I guess this example would clarify things.
In general, Information gain lets you choose a split on which the classes get “purer” (and the classes do not have to be 2). If one particular split gets you the max information gain, then you use that particular split.
As in @ai_curious link, for example, Decision Tree Classifier lets you choose the criterion “entropy” which is what used in the course.
You started in a good place (MLS Course) and from here you have more questions which is great :). But to state the obvious, it depends on the interests and goals you have because depending on that there are different paths to the answers. For example, if you are more oriented to the application, @ai_curious linked sklearn library docs are good place to dig in. On the other hand if you are more interested in research, then published papers is the more obvious place to go.
In simple words, Wikipedia can show you the branches, but getting deep knowledge requires a lot of effort and sometimes internet is not enough (even though you can find almost anything you search for).
Do you understand I’m an absolute beginner in this field? Sending a link without explaining what you explained in this message was not that helpful.
Thanks
Thank you. Indeed at the moment I’m more curious about how things work and what’s the stats of things rather than applications.

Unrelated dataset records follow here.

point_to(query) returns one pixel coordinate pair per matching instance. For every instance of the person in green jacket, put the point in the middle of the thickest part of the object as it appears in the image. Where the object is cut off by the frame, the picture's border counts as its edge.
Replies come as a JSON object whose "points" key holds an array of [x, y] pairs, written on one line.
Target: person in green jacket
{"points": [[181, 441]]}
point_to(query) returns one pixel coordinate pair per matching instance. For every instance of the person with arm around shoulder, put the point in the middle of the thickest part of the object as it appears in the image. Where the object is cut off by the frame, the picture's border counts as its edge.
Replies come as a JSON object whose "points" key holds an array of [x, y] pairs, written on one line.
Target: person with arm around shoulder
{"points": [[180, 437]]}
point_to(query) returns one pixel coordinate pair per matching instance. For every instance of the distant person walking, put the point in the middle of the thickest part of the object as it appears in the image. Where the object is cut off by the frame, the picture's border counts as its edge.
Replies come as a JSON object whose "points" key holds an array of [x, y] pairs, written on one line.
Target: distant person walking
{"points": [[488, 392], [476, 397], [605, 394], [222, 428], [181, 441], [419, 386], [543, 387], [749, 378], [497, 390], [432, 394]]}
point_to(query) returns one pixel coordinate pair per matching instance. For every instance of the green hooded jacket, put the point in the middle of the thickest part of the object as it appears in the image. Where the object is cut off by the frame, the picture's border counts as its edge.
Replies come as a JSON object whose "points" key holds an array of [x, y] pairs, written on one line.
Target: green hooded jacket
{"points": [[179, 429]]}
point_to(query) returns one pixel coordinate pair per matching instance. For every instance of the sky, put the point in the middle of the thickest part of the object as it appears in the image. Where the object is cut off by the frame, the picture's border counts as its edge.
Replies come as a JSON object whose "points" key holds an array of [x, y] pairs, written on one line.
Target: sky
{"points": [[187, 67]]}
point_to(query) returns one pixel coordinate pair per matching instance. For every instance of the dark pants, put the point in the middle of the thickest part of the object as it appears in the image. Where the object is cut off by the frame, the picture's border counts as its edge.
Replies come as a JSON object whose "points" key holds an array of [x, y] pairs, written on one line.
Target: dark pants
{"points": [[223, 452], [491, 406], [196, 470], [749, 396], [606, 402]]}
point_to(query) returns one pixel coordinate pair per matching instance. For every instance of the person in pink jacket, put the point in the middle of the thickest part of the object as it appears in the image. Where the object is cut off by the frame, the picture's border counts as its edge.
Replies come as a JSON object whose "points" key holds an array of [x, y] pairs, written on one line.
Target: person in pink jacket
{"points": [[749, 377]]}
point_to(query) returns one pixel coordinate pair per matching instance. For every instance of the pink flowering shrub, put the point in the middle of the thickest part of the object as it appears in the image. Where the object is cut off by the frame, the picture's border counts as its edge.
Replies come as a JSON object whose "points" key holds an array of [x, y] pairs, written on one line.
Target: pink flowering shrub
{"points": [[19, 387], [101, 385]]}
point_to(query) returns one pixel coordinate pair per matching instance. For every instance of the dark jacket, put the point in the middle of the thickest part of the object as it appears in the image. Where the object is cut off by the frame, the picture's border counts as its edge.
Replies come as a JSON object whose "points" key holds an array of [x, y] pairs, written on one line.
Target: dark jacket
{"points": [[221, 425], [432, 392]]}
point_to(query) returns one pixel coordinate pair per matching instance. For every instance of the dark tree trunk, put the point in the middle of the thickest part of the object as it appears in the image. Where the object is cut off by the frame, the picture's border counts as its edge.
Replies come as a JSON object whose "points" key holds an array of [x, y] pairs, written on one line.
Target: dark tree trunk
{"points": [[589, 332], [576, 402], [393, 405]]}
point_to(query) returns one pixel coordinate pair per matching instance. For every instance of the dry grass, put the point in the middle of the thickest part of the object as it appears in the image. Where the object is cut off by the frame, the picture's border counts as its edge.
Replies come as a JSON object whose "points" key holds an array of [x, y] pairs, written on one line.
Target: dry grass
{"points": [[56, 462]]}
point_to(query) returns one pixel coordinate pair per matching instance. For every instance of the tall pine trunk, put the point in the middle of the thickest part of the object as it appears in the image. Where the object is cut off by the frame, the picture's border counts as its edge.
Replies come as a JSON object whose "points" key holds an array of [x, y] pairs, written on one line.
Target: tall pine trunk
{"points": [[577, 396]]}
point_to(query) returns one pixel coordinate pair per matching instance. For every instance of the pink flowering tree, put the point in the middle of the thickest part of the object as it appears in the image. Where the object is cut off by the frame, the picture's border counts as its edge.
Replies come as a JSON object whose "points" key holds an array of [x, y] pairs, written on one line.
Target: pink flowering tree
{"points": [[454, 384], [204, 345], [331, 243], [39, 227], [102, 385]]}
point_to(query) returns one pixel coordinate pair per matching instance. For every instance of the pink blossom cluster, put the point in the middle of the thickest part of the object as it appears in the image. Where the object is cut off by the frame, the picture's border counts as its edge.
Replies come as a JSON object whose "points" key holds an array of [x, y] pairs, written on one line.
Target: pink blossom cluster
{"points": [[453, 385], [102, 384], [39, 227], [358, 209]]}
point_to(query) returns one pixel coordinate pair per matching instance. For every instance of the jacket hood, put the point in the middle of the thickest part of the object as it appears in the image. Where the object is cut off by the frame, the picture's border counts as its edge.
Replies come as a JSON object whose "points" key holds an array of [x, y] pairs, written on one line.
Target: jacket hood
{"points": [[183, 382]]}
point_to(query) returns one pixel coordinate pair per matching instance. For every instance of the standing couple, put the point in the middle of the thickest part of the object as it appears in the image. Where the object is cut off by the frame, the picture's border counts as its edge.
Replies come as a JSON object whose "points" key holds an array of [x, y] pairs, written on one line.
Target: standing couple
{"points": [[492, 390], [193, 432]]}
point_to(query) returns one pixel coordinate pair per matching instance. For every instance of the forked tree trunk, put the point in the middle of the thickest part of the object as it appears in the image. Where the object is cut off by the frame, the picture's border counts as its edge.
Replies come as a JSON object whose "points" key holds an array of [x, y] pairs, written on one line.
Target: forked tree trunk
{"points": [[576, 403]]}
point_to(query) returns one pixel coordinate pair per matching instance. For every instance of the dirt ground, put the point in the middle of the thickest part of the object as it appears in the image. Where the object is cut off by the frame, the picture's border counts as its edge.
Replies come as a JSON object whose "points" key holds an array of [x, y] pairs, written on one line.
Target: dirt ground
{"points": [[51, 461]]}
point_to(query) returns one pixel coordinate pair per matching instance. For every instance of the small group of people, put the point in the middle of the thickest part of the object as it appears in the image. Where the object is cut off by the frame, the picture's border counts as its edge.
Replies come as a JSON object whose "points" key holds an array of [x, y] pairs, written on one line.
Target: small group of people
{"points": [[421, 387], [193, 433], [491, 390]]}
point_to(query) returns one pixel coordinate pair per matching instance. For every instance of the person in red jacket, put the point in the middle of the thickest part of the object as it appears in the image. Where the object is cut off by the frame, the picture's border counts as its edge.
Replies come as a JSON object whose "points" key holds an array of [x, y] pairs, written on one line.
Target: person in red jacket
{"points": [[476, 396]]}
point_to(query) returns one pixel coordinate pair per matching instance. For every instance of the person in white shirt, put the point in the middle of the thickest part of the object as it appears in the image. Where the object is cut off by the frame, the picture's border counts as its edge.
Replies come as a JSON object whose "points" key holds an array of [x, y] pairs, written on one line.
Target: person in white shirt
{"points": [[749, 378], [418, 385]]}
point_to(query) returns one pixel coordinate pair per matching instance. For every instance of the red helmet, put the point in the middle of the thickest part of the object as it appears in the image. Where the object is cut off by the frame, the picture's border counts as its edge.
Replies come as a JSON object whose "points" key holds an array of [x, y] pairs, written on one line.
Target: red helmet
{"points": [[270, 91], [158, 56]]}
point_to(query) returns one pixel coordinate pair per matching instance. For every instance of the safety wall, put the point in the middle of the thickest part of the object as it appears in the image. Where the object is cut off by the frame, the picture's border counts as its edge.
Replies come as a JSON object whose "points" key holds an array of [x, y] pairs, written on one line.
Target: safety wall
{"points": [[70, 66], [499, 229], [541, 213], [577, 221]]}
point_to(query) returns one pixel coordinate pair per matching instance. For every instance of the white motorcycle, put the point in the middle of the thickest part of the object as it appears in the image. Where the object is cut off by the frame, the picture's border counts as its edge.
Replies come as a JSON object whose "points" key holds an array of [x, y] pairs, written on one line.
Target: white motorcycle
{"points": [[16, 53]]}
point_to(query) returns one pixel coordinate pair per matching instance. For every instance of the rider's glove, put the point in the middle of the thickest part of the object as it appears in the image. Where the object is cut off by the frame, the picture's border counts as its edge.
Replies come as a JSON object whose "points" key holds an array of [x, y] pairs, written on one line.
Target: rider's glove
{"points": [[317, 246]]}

I will dig online to see if I can find answers to my questions. I already found a few things by looking at wikipedia’s references that I didn’t think of in the first place.
Entropy H(p_1), H(p_2),H(p_3)… etc will all get the same entropy value for a given node. The entropy formula is simplified in the above slide to make it easy to understand the calculation in the below slide
Entropy is more a property of node so for a given node it will be same. If nodes have notations like [C_1,C_2,C_3,......,C_J] and k classes in dataset then Entropy for given node C_j should be
H(C_j) = -p_0log_k(p_0) -p_1log_k(p_1)+.......-p_{k-1}log_k(p_{k-1})
here p_0 is fraction of class 0 at the node we are calculating entropy.
and p_1 is fraction of class 1 at the node we are calculating entropy etc
The information Gain formula should be
IG = H(C_{parent}) - (w^{left} H(C_{left}) + w^{right} H(C_{right}))
Here w^{left/right} = (Total number of elements in left/right node)/(Total Number of elements in parent node)
For Example lets consider dataset [cat1, cat2, cat3, dog1, dog2, dog3, dog4, mouse1, mouse2]
There are 3 cats, 4 dogs and 2 mice. Lets consider a decision tree as below
Entropy for C_{parent} node is
H(C_{parent}) = -p_{cat}*log_3(p_{cat}) -p_{dog}*log_3(p_{dog}) -p_{mouse}*log_3(p_{mouse})
here p_{cat} = 3/9, p_{dog} = 4/9, and p_{mouse} = 2/9
H(C_{parent}) = (-3/9 * log3(3/9)) - (4/9 * log3(4/9)) - (2/9 * log3(2/9)) = 0.966
The above entropy will be “1” if all the elements of the dataset are equal, i.e, 3 cats, 3 dogs, 3 mice. Similarly, you calculate H(C_{left}), H(C_{right})
H(C_{left}) = (-2/5 * log3(2/5)) - (1/5 * log3(1/5)) - (2/5 * log3(2/5)) = 0.96
H(C_{right}) = (-1/5 * log3(1/5)) - (3/5 * log3(3/5)) - (0/5 * log3(0/5)) = 0.57
Finally, Information gain is calculated by
w^{left} = 5/9, w^{left} = 4/9
IG = H(C_{parent}) - (w^{left} H(C_{left}) + w^{right} H(C_{right}))
IG = 0.97 - (5/9 * 0.96 + 4/9 * 0.57) = 0.183
Without context of how other features will perform we cant say if the above IG is good or bad but the right node seem to do good job of isolating dogs at least but we also have to consider that more elements are in left node and their entropy is very high which is bad.